The party was rocked by demands that Jana Sangh ministers could not also be part of the RSS at the same time. Eventually, the party split and Indira Gandhi stormed back to power. The Jana Sangh component of the Janata Party formed the BJP in 1980, and Vajpayee as party president sought to evoke the legacy of JP as a beacon for the party for some years. But, the massive defeat of 1984 convinced the BJP that its ideological distinctiveness could not be discarded.

However, the heady 1970s weren’t all that JP was about. He was one of the architects of the Congress Socialist Party formed within the Congress in 1934 to steer it in a more socialist direction. He acquired an aura of his own during the Quit India Movement. When the top leadership was arrested, JP and Aruna Asaf Ali continued to keep the movement alive underground.

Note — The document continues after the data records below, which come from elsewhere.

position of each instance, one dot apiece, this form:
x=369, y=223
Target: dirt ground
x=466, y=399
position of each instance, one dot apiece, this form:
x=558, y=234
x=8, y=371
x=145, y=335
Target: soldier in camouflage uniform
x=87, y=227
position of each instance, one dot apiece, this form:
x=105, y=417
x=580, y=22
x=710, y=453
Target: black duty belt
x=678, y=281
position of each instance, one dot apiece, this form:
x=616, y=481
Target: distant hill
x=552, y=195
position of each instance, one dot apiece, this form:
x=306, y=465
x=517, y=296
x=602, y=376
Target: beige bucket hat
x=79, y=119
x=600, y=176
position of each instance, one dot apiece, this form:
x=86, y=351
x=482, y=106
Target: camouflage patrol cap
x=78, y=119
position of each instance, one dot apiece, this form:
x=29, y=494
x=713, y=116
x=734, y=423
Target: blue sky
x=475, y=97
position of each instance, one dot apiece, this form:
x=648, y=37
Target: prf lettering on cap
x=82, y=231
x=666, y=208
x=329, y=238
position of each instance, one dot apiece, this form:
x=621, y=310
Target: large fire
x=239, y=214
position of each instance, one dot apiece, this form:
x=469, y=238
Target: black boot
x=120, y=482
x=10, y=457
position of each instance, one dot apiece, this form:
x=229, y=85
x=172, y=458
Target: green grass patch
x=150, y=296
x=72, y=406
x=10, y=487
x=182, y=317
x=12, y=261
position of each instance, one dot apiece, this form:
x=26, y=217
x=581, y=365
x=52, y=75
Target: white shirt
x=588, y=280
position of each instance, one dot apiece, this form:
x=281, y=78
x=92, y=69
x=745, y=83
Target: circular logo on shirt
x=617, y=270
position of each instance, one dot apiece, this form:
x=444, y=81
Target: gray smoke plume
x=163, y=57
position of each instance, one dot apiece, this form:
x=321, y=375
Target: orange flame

Jawaharlal Nehru invited JP to be a part of his Cabinet, but JP wasn’t interested in holding office. Within years, he announced his retirement from politics and became a full-fledged social activist, practising Gandhian Sarvodaya and lending his helping hand for constructive work.

JP’s lasting political impact, however, has consisted in his acting as a bridge between the socialists and the Jana Sangh.

He initially had “misgivings” that the RSS was “communal”, Govindacharya told Outlook. “He asked me why there were no Muslim RSS pracharaks and I answered that even his Sarvodaya had just two Muslim volunteers. Does that make you communal, I asked him?”

Later, however, JP at the height of the Congress-JP movement duel even declared at a programme: “If the RSS is fascist, so am I.”

Nadda’s tweet is the most recent reminder of the debt that not only the socialist parties but also the BJP owe to JP.